A collaboration between the National Physical Laboratory (NPL), UK, Chalmers University of Technology, Microtechnology and Nanoscience, Sweden, and the Laboratoire de Physique Theorique et Hautes Energies (LPTHE), France, has demonstrated that removing surface spin defects dramatically reduces the charge noise of quantum devices such as sensors and computers.
Superconducting quantum devices such as qubits and sensors are plagued by performance-degrading material defects which come with many different properties. Typically, these defects can be divided into two types: surface spins that cause magnetic flux noise and local variations in the magnetic field, and surface charges that cause charge (or dielectric) noise. Traditionally, the two types of defects and the noise they produce have been studied separately. The breakthrough result, described in a paper in Nature Communications, is that the sources of charge noise have been identified by their spin signature. In doing so, the researchers have shown that the removal of surface spin defects dramatically reduces the charge noise.
The technique used in this study, micro-ESR, is an on-chip version of the well-established electron spin resonance (ESR) spectroscopy technique, many orders of magnitude more sensitive when it comes to surface defects. In a 2017 paper published in Physical Review Letters, the team identified the presence of very dilute surface spins in quantum devices. In the new study, the authors used a planar superconducting microwave resonator as a sensitive probe for both micro-ESR and charge noise. They showed that the removal of some of the surface spins also, surprisingly, suppress the charge noise tenfold. This experiment shows that micro-ESR is a very powerful tool as it can now be used to identify the “chemical fingerprint” of both sources of flux noise and sources of charge noise in quantum devices.
Sebastian de Graaf, Senior Researcher at NPL and lead scientist of the study said: “The important step demonstrated in this study is that the same technique can be used to reveal the origin of flux noise and the chemical fingerprint of the sources of charge noise. This makes micro-ESR a truly invaluable metrological tool in the development of high-coherence materials and for the scale-up of quantum computing circuits.”

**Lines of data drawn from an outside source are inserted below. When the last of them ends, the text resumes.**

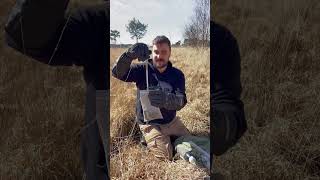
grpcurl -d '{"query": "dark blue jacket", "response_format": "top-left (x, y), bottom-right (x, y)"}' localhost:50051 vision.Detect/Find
top-left (112, 59), bottom-right (187, 125)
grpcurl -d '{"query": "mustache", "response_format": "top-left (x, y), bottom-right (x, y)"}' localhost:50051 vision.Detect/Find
top-left (156, 58), bottom-right (165, 62)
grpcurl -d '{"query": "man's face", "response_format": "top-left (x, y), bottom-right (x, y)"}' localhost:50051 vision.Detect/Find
top-left (152, 43), bottom-right (171, 69)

The major contribution of the Swedish group at the department of microtechnology and nanoscience at Chalmers University of Technology was the development of magnetic-field resilient superconducting resonators at the heart of micro-ESR. The French collaborators at LPTHE contributed their theoretical expertise in noise-generating defects, which explain the findings. While this particular study looked at a specific material, sapphire, commonly used in the fabrication of superconducting quantum circuits, the team now hopes to apply the same methodology to a much wider range of materials that are relevant for the emerging quantum industry.

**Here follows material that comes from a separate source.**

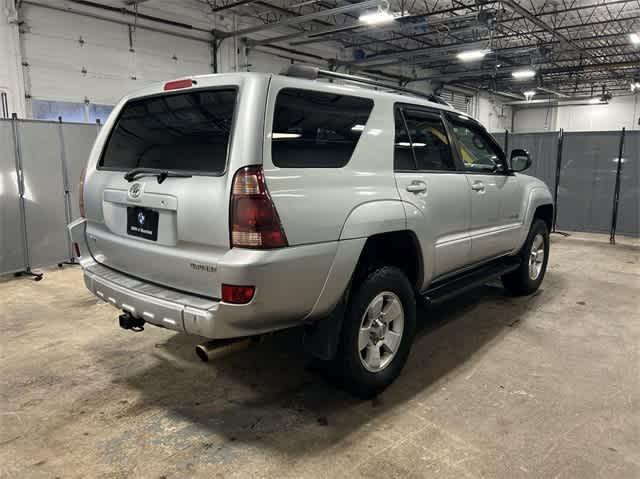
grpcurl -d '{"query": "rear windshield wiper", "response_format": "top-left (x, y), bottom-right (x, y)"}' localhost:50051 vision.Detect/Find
top-left (124, 168), bottom-right (192, 184)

Tobias Lindström, Senior Research Scientist at NPL and co-author of the study said: “Quantum devices are inherently extremely sensitive to their environment and existing tools simply do not have the sensitivity needed to fully characterise the materials we use to fabricate qubits. New tools and techniques are therefore very much needed if we want to, for example, build a practical quantum computer.”
Dr Andrey Danilov, Senior Research Fellow at Chalmers University of Technology, Microtechnology and Nanoscience concludes: “Ultimately we want to understand and eliminate these types of defects in all materials used in solid state quantum technologies, as this is a limiting factor for a wide range of technologies. Here we demonstrate a very important step in this direction by combining a range of advanced measurement techniques to demonstrate a new method for material characterisation at the quantum level, where conventional analytical techniques are not applicable.”